Coded Sequential Matrix Multiplication For Straggler Mitigation

Part of Advances in Neural Information Processing Systems 33 (NeurIPS 2020)

AuthorFeedback Bibtex MetaReview Paper Review Supplemental

Authors

Nikhil Krishnan Muralee Krishnan, Seyederfan Hosseini, Ashish Khisti

Abstract

In this work, we consider a sequence of $J$ matrix multiplication jobs which needs to be distributed by a master across multiple worker nodes. For $i\in \{1,2,\ldots,J\}$, job-$i$ begins in round-$i$ and has to be completed by round-$(i+T)$. Previous works consider only the special case of $T=0$ and focus on coding across workers. We propose here two schemes with $T>0$, which feature coding across workers as well as the dimension of time. Our first scheme is a modification of the polynomial coding scheme introduced by Yu et al. and places no assumptions on the straggler model.
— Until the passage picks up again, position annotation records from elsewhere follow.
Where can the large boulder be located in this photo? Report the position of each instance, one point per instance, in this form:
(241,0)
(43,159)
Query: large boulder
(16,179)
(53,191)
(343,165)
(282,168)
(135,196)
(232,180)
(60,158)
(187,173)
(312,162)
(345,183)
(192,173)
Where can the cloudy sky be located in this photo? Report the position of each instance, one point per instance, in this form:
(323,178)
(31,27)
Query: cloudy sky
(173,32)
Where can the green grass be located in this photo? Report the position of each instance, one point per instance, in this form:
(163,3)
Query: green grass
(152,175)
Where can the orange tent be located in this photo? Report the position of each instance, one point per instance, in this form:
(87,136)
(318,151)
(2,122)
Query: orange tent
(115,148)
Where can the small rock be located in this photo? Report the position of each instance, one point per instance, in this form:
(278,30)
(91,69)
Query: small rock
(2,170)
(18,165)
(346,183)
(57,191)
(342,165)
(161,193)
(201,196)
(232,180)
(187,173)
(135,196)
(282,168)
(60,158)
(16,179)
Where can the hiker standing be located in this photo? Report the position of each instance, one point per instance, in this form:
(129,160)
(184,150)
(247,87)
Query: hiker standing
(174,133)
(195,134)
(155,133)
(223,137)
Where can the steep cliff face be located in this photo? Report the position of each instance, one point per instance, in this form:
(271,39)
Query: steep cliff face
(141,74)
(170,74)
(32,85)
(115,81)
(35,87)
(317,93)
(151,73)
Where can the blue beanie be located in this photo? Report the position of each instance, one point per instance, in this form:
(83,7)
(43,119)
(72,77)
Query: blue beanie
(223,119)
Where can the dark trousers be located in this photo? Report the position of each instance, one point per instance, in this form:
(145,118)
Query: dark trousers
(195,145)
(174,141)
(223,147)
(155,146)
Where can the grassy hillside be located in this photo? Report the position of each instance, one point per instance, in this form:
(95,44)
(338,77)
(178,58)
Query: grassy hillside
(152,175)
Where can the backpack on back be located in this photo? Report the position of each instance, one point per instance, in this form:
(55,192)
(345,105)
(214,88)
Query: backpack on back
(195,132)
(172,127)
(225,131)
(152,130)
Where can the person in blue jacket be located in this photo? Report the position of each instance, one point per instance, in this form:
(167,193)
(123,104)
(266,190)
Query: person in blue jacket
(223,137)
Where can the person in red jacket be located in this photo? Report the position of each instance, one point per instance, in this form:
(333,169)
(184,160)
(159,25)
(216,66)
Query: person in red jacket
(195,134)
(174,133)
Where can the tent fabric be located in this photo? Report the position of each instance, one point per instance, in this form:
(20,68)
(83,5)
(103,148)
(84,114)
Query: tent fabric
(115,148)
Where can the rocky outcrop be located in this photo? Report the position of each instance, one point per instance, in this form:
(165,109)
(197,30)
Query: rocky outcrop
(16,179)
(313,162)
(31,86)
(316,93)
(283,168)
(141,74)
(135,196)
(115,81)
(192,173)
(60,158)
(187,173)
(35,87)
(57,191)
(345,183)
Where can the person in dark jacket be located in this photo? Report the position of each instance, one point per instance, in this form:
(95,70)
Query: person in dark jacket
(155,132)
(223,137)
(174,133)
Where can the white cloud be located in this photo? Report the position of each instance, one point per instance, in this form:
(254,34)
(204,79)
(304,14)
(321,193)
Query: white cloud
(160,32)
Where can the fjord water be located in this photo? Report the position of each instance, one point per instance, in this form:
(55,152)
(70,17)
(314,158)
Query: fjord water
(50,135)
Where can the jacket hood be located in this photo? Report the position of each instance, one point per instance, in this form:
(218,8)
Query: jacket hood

Exploitation of the temporal dimension helps the scheme handle a larger set of straggler patterns than the polynomial coding scheme, for a given computational load per worker per round. The second scheme assumes a particular straggler model to further improve performance (in terms of encoding/decoding complexity). We develop theoretical results establishing (i) optimality of our proposed schemes for a certain class of straggler patterns and (ii) improved performance for the case of i.i.d. stragglers. These are further validated by experiments, where we implement our schemes to train neural networks.